Differential expression of the tumor necrosis factor/cachectin gene by blood and lung mononuclear phagocytes.
Academic Article
Overview
abstract
Tumor necrosis factor (TNF), also called cachectin, is a mononuclear phagocyte-derived mediator with a broad range of biologic activities contributing to antineoplastic and antiviral defenses as well as mediating a variety of processes associated with acute and chronic inflammatory states, including endotoxin-induced shock. To evaluate the relative capacity of human tissue macrophages to produce this mediator, alveolar macrophages and blood monocytes from the same normal individuals were activated with lipopolysaccharide (LPS) and evaluated for TNF release and TNF mRNA transcript levels.
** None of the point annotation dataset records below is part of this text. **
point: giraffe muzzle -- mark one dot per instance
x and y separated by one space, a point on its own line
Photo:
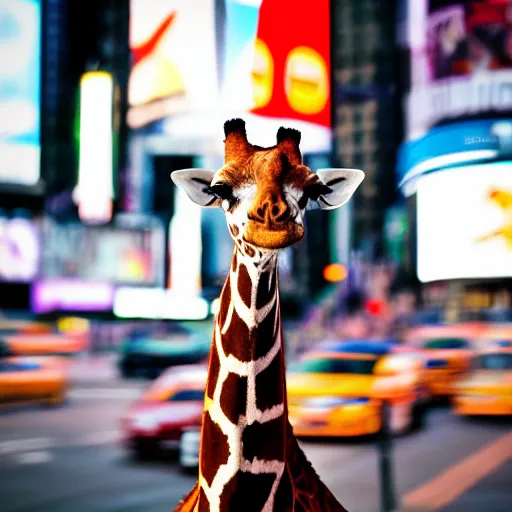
273 235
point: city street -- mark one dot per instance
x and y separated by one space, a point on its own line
68 459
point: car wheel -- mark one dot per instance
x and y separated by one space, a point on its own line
127 373
59 398
401 419
144 451
418 416
189 451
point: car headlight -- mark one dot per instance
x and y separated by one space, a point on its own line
145 421
334 401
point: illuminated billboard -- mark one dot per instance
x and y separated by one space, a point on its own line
460 61
247 63
20 77
464 223
20 249
119 254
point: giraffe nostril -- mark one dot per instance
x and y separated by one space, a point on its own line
284 215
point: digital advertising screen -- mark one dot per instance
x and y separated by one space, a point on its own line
20 250
20 77
246 63
464 223
460 62
109 254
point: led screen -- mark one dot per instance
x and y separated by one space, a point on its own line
20 48
464 219
110 254
247 63
460 61
19 250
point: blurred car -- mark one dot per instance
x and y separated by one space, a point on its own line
31 379
9 326
338 390
172 404
32 344
449 350
189 448
487 389
148 354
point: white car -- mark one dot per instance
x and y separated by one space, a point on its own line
189 449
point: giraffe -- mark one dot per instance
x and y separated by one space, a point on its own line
249 458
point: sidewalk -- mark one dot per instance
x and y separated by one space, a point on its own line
478 483
492 494
94 368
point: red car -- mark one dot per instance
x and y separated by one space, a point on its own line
172 404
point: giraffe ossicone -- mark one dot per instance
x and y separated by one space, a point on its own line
249 458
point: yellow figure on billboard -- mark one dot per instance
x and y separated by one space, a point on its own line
503 199
306 80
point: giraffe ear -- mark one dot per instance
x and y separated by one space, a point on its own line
196 184
342 183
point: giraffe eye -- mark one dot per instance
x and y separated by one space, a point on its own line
303 201
222 190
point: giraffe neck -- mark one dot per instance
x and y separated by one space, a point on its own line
243 441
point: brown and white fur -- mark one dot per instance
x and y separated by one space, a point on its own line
249 458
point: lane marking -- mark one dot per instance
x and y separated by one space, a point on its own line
104 393
459 478
20 445
40 457
98 438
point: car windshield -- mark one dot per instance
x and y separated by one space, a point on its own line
334 365
187 395
447 343
495 362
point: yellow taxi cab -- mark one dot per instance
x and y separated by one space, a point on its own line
487 389
338 390
68 337
448 349
29 379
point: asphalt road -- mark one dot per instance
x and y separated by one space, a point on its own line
68 459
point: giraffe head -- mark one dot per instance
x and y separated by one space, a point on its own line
264 192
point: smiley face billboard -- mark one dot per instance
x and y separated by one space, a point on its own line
291 71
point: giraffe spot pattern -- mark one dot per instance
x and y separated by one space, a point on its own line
249 250
204 506
225 300
263 335
233 398
213 371
273 432
270 385
246 492
235 231
266 289
218 448
244 284
284 495
235 341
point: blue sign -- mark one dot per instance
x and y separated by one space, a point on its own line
20 78
455 144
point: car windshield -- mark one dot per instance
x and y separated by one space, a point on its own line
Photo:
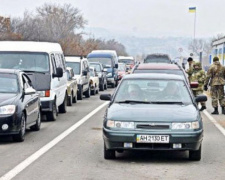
166 71
75 66
122 67
107 62
126 61
96 66
9 83
153 91
25 61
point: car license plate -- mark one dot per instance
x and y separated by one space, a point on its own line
153 139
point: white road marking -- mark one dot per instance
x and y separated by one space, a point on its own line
16 170
221 129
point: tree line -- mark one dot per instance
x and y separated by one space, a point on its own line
63 24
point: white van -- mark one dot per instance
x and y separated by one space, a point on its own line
44 63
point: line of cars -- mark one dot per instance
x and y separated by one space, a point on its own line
153 109
36 79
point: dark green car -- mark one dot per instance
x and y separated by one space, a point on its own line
153 112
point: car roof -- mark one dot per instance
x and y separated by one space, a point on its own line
154 76
73 58
157 66
30 46
10 71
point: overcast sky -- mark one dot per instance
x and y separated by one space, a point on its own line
139 17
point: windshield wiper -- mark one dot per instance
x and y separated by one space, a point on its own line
27 71
165 102
133 101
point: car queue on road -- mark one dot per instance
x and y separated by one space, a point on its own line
47 82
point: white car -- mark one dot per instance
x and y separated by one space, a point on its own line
94 81
44 63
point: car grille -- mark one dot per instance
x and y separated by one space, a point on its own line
152 126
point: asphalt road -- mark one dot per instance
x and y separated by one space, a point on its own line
80 154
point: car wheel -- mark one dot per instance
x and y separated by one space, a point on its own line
63 107
80 93
101 87
70 101
37 126
52 115
20 137
109 154
88 93
93 92
195 155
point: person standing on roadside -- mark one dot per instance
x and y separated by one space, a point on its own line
190 70
198 76
216 80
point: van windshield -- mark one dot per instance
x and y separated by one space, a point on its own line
26 61
107 62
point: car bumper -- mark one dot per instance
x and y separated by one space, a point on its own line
47 105
12 122
115 140
110 80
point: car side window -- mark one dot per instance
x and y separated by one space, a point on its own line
26 82
53 63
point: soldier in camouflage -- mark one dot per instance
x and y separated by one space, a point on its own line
190 70
216 79
198 75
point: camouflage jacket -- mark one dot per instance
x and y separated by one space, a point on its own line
198 76
215 75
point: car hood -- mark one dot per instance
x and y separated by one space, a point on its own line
7 98
152 112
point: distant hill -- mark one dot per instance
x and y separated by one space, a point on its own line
144 45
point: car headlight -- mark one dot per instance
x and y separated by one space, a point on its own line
109 75
187 125
7 110
120 124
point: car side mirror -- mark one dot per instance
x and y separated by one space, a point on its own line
59 72
85 72
105 97
29 91
194 84
201 98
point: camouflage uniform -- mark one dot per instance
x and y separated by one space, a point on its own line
190 71
216 79
198 75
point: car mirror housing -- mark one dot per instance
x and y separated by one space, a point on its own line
105 97
59 72
201 98
194 84
29 91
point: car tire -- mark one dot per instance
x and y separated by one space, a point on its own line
70 101
101 87
88 92
63 106
80 94
93 92
195 155
37 125
109 154
21 135
52 115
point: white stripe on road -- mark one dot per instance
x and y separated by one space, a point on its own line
221 129
11 174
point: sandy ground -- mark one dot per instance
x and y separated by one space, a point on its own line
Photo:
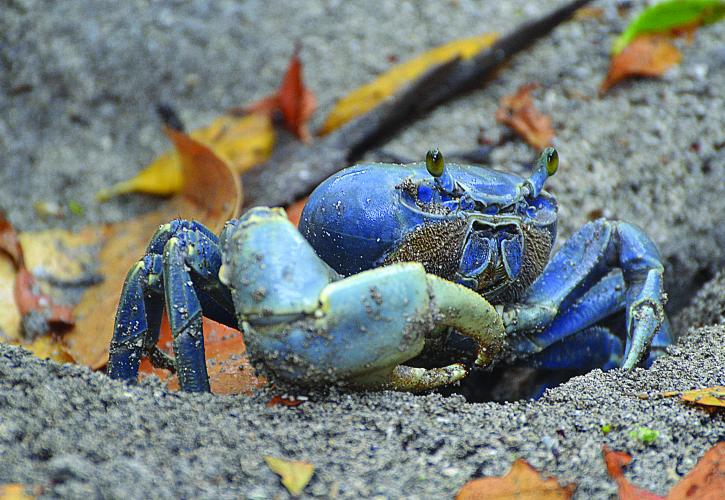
78 86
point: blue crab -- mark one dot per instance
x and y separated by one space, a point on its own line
391 259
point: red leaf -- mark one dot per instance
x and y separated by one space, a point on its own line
293 99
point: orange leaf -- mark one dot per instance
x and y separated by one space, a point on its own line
707 480
211 195
280 401
293 99
616 461
649 55
522 481
294 211
227 364
518 112
713 397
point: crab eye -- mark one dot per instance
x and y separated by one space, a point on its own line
434 162
552 160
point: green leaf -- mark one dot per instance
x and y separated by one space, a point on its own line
669 15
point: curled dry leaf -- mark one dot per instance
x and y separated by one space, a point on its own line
211 194
294 474
366 97
292 99
713 397
20 292
705 481
648 55
522 481
518 112
227 364
241 142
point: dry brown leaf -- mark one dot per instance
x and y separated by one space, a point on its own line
294 474
293 99
649 55
227 364
518 112
281 401
522 482
241 142
616 461
706 481
27 296
713 397
211 195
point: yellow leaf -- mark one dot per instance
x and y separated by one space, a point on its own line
14 491
211 195
295 475
709 396
366 97
241 142
53 253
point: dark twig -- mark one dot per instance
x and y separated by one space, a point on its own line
294 170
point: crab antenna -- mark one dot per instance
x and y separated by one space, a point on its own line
545 167
436 166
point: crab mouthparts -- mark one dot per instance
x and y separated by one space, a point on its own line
492 255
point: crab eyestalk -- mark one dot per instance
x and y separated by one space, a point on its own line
546 166
436 166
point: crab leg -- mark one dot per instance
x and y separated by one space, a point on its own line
578 288
137 320
191 259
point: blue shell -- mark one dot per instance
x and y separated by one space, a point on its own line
354 217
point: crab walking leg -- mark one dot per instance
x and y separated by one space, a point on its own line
138 319
139 313
601 300
594 347
569 289
191 265
204 258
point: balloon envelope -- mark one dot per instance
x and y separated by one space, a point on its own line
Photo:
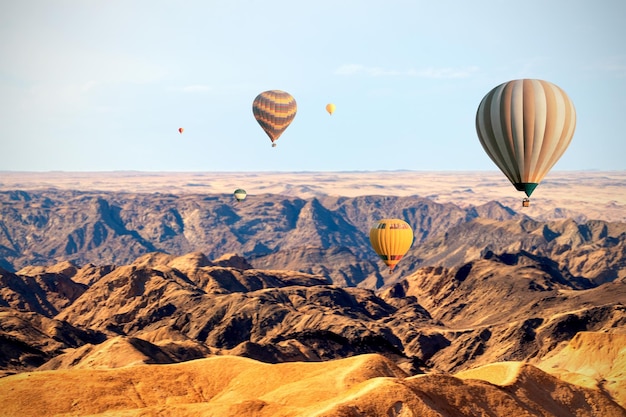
391 239
525 126
240 194
274 110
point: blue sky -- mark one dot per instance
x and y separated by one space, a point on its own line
105 85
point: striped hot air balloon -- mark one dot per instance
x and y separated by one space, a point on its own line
274 110
525 126
391 239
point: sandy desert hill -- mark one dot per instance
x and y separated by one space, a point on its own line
163 309
579 195
156 294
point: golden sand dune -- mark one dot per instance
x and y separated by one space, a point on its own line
366 385
501 373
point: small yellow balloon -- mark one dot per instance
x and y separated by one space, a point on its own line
391 240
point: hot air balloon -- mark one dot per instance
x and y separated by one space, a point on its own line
391 239
525 126
240 194
274 110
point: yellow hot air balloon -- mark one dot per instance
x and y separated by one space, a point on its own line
391 239
525 126
274 110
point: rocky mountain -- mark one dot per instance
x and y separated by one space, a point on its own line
166 309
325 235
488 303
365 385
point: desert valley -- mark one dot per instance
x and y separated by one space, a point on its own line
157 294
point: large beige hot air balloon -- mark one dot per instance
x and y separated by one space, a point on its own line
391 239
274 110
525 126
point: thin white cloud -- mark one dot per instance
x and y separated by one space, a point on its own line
195 88
354 69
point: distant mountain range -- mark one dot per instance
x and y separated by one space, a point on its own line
327 236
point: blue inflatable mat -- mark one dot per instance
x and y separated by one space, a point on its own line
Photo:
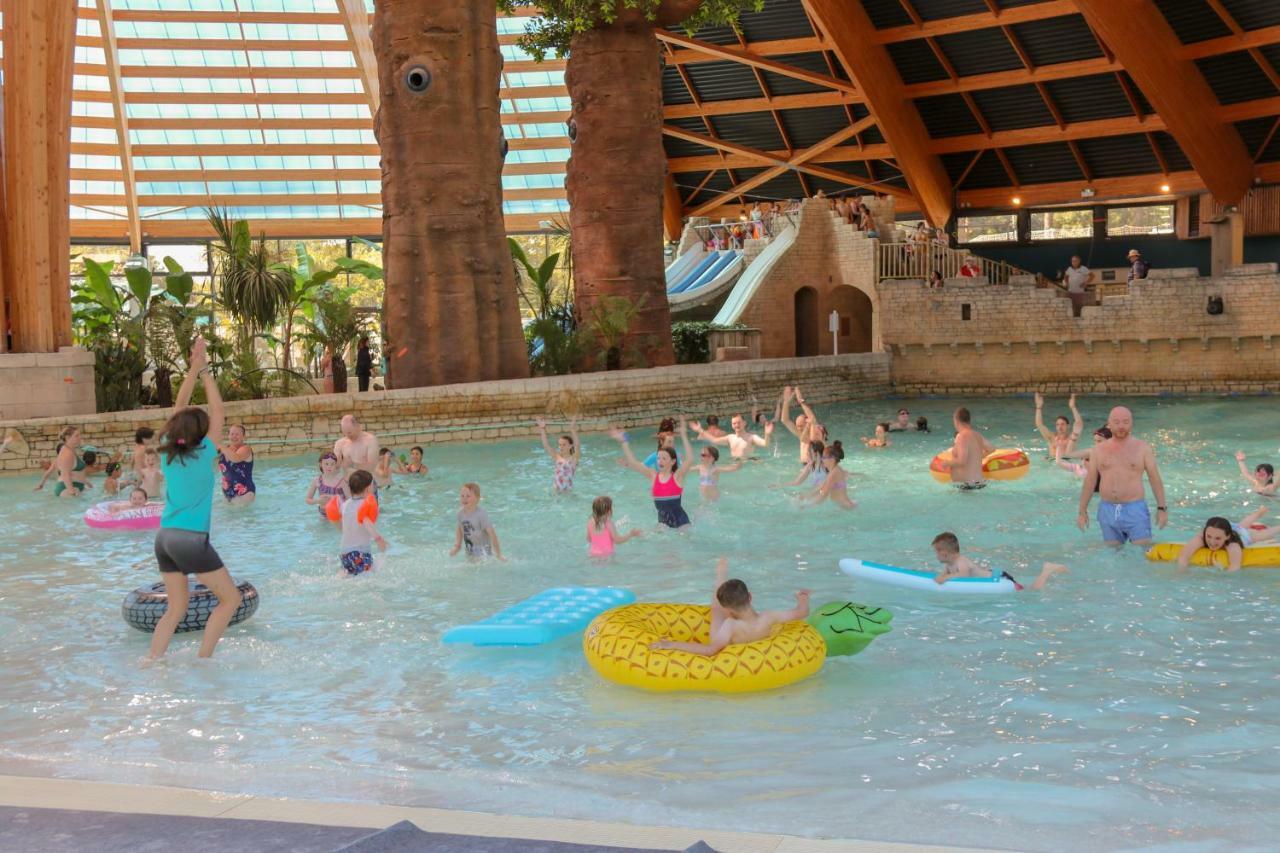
547 616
Resting alveolar macrophages did not express TNF mRNA transcripts or release TNF. However, when activated, alveolar macrophages expressed TNF transcripts and synthesized and released TNF as evidenced by the presence of a 28 kDa mediator in LPS-activated alveolar macrophage supernatants that had cytotoxic activity for L-929 cells that was abrogated by anti-TNF antibodies and that coeluted with a pure TNF standard on a molecular sieve column. Interestingly, activated alveolar macrophages released severalfold more TNF than did autologous blood monocytes stimulated in a similar fashion and, in parallel, the alveolar macrophages expressed more TNF mRNA transcripts than activated blood monocytes. Thus, the ability to express the TNF gene and to release TNF apparently increases during maturation of blood monocytes into alveolar macrophages, suggesting that the release of TNF in the local milieu by activated tissue macrophages may be much more significant than the release of this mediator by circulating blood monocytes.